The filing with the Supreme Court of Bermuda follows the firm’s conclusion that it “exhausted all reasonable efforts” to negotiate with its creditors and stakeholders.
The Covid-related regulations have decimated travel demand, and cruise operations globally were among the first to be put on hold at the start of the pandemic in early 2020. Travel restrictions since have led to a string of restructuring and insolvencies in the hospitality industry.
Genting Hong Kong reported a record loss of $1.7bn in May, and Hong Kong has just reimposed some of its strictest virus curbs since the beginning of the pandemic.
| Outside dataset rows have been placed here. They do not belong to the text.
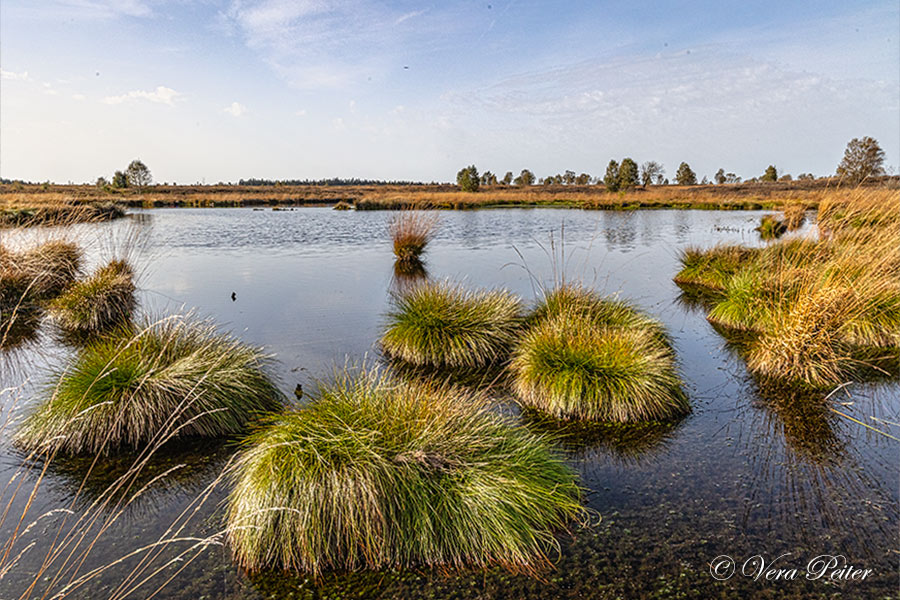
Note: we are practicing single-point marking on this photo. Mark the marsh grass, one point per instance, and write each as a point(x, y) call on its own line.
point(712, 268)
point(122, 389)
point(98, 303)
point(823, 311)
point(444, 325)
point(771, 227)
point(38, 273)
point(410, 232)
point(573, 368)
point(375, 473)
Genting Hong Kong’s indirect wholly-owned shipbuilding subsidiary, MV Werften, filed for insolvency in a local court in Germany. The company asked the Bermuda court to appoint Hong Kong-based Alvarez and Marsal Asia and Bermuda-based R&H Services as joint provisional liquidators meant to negotiate a debt restructuring that would allow it to continue as a going concern.
Most of Genting Hong Kong’s (and its subsidiaries) operations will probably cease. However, according to the filing, certain ones, including operations of cruise lines by Dream Cruises Holding are to continue in an attempt of preserving core assets.
Genting Hong Kong’s shares, which dropped almost 50% in January before being halted from trading earlier this week, will remain suspended until further notice.
According to the website of MV Werften, the shipbuilder has around 2,900 staff members, and has delivered more than 2,500 vessels over its 75 years of activity.